Een goede samenleving laat vrijheid, gelijkheid en broederschap
zo goed mogelijk met elkaar harmoniëren, alleen mikken op gelijkheid, schreef
Jacques van Doorn stoot juist mensen af, omdat mensen hun eigen kennen en
kunnen, vaardigheden wel goed kennen en niet willen dat een nietsnut gelijk
wordt aan hen. Dus is opleiding, ook op de werkvloer nodig, maar gelijkheid weegt
niet op tegen vrijheid, laat staan dat gelijkheid belangrijker zou zijn dan andere
waarden. Ook broederschap, i.e. de bereidheid zich in te zetten voor het algemeen
goed, verdient best meer aandacht.
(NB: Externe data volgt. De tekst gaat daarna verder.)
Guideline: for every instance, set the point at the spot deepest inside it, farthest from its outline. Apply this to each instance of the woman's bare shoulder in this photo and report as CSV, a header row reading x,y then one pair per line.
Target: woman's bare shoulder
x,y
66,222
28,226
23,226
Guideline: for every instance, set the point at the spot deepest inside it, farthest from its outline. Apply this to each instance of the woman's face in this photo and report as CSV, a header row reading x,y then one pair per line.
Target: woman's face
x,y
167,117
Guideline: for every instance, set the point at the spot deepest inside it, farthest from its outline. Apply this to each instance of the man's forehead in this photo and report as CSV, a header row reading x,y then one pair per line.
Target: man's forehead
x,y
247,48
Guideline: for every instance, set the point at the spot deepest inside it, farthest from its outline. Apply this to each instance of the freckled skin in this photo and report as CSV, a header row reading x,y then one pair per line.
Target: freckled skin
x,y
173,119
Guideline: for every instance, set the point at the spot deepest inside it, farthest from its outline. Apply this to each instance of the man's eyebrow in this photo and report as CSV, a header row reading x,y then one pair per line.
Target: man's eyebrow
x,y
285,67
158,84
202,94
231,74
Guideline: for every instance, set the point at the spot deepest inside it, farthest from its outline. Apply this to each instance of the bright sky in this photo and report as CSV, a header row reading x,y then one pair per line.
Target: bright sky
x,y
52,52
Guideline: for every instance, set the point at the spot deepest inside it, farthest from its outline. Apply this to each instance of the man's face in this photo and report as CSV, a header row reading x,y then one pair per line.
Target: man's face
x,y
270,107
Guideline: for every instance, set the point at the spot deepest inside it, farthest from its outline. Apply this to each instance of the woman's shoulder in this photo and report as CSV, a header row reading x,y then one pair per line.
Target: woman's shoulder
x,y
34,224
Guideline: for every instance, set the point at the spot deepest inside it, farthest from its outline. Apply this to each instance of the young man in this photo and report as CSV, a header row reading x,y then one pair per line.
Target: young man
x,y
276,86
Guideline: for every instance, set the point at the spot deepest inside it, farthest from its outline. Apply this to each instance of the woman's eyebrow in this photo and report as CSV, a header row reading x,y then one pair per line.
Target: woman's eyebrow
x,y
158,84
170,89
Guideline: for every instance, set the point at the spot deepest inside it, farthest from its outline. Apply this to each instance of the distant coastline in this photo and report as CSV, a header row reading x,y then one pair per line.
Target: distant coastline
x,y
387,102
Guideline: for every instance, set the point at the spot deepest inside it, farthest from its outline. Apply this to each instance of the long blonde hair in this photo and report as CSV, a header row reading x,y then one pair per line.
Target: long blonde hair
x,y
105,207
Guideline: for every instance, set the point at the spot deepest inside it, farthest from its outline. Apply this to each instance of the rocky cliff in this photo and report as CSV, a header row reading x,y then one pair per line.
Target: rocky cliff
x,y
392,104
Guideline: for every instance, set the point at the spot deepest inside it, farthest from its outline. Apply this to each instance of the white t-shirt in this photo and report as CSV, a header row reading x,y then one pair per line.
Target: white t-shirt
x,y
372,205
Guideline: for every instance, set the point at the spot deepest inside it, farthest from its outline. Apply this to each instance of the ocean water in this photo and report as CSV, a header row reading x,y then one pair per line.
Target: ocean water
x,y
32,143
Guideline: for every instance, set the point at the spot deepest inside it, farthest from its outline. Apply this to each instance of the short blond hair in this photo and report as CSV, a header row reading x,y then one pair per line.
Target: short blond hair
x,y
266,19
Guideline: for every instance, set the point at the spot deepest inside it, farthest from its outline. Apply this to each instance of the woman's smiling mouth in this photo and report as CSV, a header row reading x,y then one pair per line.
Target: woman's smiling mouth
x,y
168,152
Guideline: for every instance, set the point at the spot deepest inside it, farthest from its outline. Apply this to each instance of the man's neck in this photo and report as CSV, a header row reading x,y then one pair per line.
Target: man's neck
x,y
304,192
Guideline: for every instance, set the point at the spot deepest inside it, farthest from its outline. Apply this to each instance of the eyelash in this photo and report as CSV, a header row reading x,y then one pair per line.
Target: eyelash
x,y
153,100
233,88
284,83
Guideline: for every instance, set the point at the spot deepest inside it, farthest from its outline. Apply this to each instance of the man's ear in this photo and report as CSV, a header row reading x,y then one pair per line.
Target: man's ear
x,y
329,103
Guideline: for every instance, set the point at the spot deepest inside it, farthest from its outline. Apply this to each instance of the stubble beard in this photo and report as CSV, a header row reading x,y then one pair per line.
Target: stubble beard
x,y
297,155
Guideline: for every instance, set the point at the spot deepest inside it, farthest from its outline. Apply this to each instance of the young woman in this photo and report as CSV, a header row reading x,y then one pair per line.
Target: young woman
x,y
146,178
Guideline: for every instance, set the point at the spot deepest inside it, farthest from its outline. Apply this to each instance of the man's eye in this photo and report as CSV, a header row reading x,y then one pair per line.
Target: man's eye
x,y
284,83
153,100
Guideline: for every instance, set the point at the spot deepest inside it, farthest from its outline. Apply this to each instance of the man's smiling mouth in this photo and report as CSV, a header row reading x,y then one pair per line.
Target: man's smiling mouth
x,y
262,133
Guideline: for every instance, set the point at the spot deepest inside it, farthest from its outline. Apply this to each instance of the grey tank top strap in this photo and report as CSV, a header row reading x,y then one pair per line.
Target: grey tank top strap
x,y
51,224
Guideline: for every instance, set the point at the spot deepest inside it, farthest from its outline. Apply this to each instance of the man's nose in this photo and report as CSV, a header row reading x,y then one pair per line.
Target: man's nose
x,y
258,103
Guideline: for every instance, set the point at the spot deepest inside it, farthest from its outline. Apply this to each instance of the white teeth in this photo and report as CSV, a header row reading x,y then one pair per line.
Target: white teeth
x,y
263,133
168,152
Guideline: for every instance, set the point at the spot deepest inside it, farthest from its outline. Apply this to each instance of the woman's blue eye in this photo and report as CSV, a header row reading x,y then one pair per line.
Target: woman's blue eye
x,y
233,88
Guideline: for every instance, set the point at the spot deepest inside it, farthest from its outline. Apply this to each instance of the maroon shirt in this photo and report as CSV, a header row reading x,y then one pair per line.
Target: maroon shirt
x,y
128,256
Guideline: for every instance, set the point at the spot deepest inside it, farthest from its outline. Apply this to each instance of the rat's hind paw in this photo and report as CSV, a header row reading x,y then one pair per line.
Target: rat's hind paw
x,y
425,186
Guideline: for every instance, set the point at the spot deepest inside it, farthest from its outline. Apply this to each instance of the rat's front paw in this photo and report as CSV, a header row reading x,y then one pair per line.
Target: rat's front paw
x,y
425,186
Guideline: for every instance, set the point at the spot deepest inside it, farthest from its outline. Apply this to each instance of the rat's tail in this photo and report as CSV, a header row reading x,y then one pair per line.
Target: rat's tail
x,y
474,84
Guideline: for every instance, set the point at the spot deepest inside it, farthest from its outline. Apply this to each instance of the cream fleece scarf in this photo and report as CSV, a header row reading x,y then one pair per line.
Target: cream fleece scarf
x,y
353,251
Maar omdat we zelden tot eendracht komen,
verliest de overheid ook aan gezag, omdat we te weinig betrokken zijn bij het
algemeen belang; Dat vergt nader onderzoek naar de perceptie van het leven in
een samenleving. We hebben stemrecht/stemplicht, maar we wegen onze voorkeuren
af aan te betalen taxen en belastingen, accijnzen en vergeten dat we voor een
goed leven niet zonder rechtszekerheid kunnen of faire verdeling van de lasten
en weldaden van het bestuur. Of nog, we zijn vergeten dat samenlevingen niet
vanzelf vredig en paisibel functioneren. Sommigen willen terug de strijd van
burgers tegen burgers en burgers versus overheid maar die overheid heeft
verantwoordelijkheden, geen rechten op ons of op het land.